Emmanuel Terray, prolétaire, salarié, travailleur productif, 1972

Emmanuel Terray, « Prolétaire, salarié, travailleur productif » (no 2, 1972, p. 111-149), discute longuement et finement la situation de différents types de travail plus ou moins productifs, directement ou indirectement, ou pas du tout mais néamoins indispensables au capital… puis du caractère plus ou moins exploités, et dans quel sens, des travailleurs qui correspondent à ces travaux. Cet article est un extrait d’un travail plus large et il n’y a pas ici explicitement de discussion de la classe. (La rédaction de la revue a réalisé qu’on ne pouvait pas en rester là et publiera la suite dans le numéro 3.)

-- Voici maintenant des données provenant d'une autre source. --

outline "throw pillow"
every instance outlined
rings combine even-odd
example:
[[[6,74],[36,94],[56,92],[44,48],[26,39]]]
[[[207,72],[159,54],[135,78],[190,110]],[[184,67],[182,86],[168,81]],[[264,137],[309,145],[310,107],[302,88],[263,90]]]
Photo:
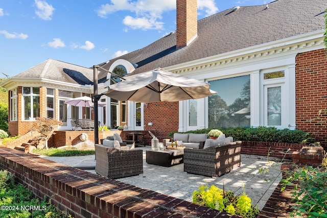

André Corten, matériaux III, 1973

André Corten, « Matériaux pour l’étude des classes sociales en Belgique (III) : Luttes pour l’hégémonie politique et formes d’exploitation » (no 3, 1973, p. 103-136). L’étude porte sur l’entre-deux-guerres dans la première moitié du 20e siècle. La bourgeoisie forme une seule classe (p. 106). (On éprouve le besoin de séparer les travailleurs improductifs des travailleurs productifs, mais pas les capitalistes commerciaux des capitalistes de la production !) La classe ouvrière est formée des travailleurs productifs et la petite bourgeoisie de travailleurs indépendants (p. 109). « En attendant une analyse plus approfondie portant sur cette période et dans un but de simplification, les salariés improductifs peuvent être assimilés à la petite bourgeoisie, car ils conservent encore avec leurs patrons des rapports de travail individuel. »

Emmanuel Terray, productifs, improductifs, classe, 1973

Pour Emmanuel Terray, « Travailleurs productifs et improductifs, leur appartenance de classe » (no 3, 1973, p. 137-158), « Seuls ces travailleurs [créant de la plus-value dans la production matérielle sans autre fonction] peuvent être considérés comme des prolétaires (p. 149). » Il appelle « classe semi-prolétarienne » (p. 150) et considère comme très proches des prolétaires proprement dits les salariés de la circulation et quelques autres. Les fonctionnaires (p. 151) sont assez proches aussi, mais n’étant pas sous l’autorité directe d’un patron capitaliste, ils le sont un peu moins. Des salariés de plus haut niveau (enseignants, médecins…) ont une indépendance relative qui les rapproche de la petite bourgeoisie.

C. Centner, sur l’analyse de classe, 1973

L’article « Questions et hypothèses à propos du développement d’une analyse de classes de la Belgique » (no 4, 1973, p. 127-160), assez obscur pour moi, ne traite à proprement parler ni de travail productif ni de lutte de classe, mais semble considérer comme inévitable le réformisme de la classe ouvrière. Il introduit l’ « État interventionniste » et la « crise de la société civile » et insiste sur l’importance de la dimension idéologique.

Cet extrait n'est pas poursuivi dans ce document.